Stores can target campaigns at its customers in order to generate more revenue or maintain customer loyalty, for example. However, which customers should they target with various campaigns? Knowing about star or disengaging customers can also help the store know where to put its efforts, both in terms of campaigns as well as other aspects, such as types of goods, the quality of customers’ in-store or online shopping experience, etc. The purpose of this study is to examine the store’s revenue and campaign effectiveness data in order to uncover such insights. The Kaggle data set for store’s customers and purchases spans 796 days (2012-2014) and consists of 2240 individual observations on
- Customer characteristics (year of birth, education, income, number of children, etc.)
- Products (aggregated amounts spent of wines, fruit, sweets, etc.)
- Products (aggregated amounts spent of wines, fruit, sweets, etc.)

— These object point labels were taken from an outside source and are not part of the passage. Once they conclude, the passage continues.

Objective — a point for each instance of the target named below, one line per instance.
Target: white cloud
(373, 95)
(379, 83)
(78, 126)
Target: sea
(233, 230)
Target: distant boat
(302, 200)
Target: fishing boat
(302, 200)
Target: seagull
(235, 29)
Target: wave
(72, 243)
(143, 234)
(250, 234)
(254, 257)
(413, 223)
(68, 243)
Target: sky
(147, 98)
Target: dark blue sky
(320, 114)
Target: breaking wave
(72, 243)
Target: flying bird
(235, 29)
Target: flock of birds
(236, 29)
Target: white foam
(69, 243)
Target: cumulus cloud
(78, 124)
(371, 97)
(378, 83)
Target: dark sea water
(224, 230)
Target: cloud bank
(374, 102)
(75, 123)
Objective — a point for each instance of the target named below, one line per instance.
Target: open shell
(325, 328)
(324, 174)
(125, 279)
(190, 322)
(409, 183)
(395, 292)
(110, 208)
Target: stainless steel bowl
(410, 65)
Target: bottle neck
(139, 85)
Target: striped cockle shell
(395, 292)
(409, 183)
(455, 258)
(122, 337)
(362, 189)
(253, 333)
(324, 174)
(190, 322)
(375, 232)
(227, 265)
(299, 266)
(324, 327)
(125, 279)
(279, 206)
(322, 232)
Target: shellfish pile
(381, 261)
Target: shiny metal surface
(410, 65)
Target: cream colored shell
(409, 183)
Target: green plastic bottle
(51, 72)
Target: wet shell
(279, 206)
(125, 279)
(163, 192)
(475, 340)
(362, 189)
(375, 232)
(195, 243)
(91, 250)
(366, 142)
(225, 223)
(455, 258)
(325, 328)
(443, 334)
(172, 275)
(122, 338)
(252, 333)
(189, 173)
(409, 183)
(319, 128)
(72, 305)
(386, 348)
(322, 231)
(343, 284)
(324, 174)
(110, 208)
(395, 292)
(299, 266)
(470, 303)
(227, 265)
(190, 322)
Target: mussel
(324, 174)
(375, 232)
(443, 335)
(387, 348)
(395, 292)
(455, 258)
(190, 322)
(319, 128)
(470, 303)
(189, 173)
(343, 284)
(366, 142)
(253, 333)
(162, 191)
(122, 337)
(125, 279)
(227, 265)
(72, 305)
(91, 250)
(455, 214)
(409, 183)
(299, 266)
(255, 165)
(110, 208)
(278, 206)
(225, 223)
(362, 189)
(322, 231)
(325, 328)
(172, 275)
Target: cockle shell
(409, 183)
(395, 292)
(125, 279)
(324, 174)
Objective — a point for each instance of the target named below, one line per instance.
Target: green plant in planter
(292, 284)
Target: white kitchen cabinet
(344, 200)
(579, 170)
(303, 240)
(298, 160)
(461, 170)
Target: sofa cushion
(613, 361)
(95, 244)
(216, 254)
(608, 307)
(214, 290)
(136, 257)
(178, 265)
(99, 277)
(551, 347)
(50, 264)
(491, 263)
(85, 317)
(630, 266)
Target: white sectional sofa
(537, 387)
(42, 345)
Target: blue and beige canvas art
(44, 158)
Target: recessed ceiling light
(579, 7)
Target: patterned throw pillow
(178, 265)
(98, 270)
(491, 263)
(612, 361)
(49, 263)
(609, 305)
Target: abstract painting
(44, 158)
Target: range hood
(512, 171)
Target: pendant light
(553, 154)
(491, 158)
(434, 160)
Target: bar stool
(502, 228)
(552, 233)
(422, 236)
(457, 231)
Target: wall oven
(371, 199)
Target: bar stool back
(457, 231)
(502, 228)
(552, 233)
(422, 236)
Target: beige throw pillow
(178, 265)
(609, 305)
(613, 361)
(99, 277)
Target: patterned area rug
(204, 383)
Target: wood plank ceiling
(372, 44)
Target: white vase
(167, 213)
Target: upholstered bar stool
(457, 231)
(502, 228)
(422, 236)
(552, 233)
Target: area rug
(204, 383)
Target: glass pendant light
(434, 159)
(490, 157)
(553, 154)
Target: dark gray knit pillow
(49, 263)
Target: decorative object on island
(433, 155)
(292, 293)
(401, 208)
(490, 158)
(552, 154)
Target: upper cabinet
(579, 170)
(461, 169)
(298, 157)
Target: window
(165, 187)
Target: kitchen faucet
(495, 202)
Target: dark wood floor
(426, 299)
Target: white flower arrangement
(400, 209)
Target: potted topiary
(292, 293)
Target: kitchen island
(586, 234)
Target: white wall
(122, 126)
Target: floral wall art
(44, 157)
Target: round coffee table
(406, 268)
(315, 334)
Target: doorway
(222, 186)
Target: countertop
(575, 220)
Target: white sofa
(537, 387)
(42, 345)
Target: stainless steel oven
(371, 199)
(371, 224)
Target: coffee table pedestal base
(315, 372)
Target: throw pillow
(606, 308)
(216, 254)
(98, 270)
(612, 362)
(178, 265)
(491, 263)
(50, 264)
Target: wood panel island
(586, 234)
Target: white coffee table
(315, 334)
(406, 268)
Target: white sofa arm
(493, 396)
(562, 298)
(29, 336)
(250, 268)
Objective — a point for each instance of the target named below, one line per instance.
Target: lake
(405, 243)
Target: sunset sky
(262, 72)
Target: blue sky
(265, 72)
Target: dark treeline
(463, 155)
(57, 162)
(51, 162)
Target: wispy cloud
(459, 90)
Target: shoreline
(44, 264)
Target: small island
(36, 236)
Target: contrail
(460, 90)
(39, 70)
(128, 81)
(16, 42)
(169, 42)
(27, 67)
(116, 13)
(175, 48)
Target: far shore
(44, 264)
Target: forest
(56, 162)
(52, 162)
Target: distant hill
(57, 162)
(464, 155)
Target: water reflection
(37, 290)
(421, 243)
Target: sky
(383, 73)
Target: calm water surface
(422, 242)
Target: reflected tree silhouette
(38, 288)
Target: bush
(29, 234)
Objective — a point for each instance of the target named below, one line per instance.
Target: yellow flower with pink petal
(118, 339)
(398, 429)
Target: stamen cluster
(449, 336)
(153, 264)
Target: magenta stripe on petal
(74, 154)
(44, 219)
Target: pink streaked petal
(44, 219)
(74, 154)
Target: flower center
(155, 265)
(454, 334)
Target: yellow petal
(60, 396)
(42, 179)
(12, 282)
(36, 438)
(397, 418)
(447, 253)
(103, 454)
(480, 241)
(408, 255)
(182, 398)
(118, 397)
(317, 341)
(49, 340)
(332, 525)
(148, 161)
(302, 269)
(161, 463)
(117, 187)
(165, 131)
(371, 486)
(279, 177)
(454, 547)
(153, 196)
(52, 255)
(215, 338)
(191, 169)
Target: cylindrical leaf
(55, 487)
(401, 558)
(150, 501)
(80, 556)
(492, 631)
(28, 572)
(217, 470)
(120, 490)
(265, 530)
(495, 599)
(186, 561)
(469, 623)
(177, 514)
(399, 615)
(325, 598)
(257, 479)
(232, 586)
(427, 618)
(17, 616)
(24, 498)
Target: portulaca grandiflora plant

- Promotion acceptance for 5 campaigns
- Number of purchases done on the web, using catalog, or in store, as well as the total number of web visits
It contains about 16 missing income observations and a few extreme outliers in income and age. Using this data, I run a clustering analysis to learn more about the store’s customers and offer suggestions targeted at each of the clusters. In the end, I identify two particularly important clusters, Cluster 1 and Cluster 5. Cluster 5 are the recent high-income customers who value the in-store experience and a polished catalog. They are not interested in deals, but will respond to a well-executed campaign. When normalized by length spent as customers, this cluster brings the most revenue to the company.
Cluster 1 are the high-income loyalty customers who are responsible for most historic revenue brought to the company. Like Cluster 5, they value in-store experience, a polished catalog, are not responsive to deals, but will respond to a well-structured campaign.
The following graph provides a glimpse at the store’s main revenue drivers, namely wine and meat products.
From the graph below, it is clear that the greatest number of purchases occurs in-store, followed by web purchases. There are also many web visits that are not necessarily tied to a purchase.
While these visualizations provide some insights, a much richer analysis results from clustering analysis discussed in the following sections.
Since I had no additional background regarding the store and its customers, I did not have prior knowledge of an appropriate number for store’s customers. Machine learning can help in this regard, however, as clusters can be discovered based on geometric closeness in the feature space. Since categorical features generally do not have a clear associated notion of distance, I only used numeric features for clustering. However, once cluster labels are added to the data, it is possible to look at the way numeric features vary among clusters. After performing missing value imputation, outlier removal, and feature scaling, I used the elbow method to choose 6 as the optimal number of clusters to use.
One could also transform the long-tailed features with a log-transform before doing feature scaling. This yields results that are qualitatively similar to the ones in this analysis. In addition to KMeans, I’ve tried DBSCAN, which did not yield useful results for this data. DBSCAN is based on the notion of cluster density, hence it’s strong at separating high density clusters from low density clusters. It struggles with high dimensional data, however, so perhaps reducing the data dimensions to the most important features and retrying DBSCAN could yield better results. As future work, it could also be useful to try KModes clustering to see if additional insights can be generated once categorical features are taken into account.
Initial Observations and Revenue Analysis
From the graphs below, it is evident that while clusters 2 – 4 are the biggest clusters by customer size, clusters 1, 5, and 0 bring in the most revenue.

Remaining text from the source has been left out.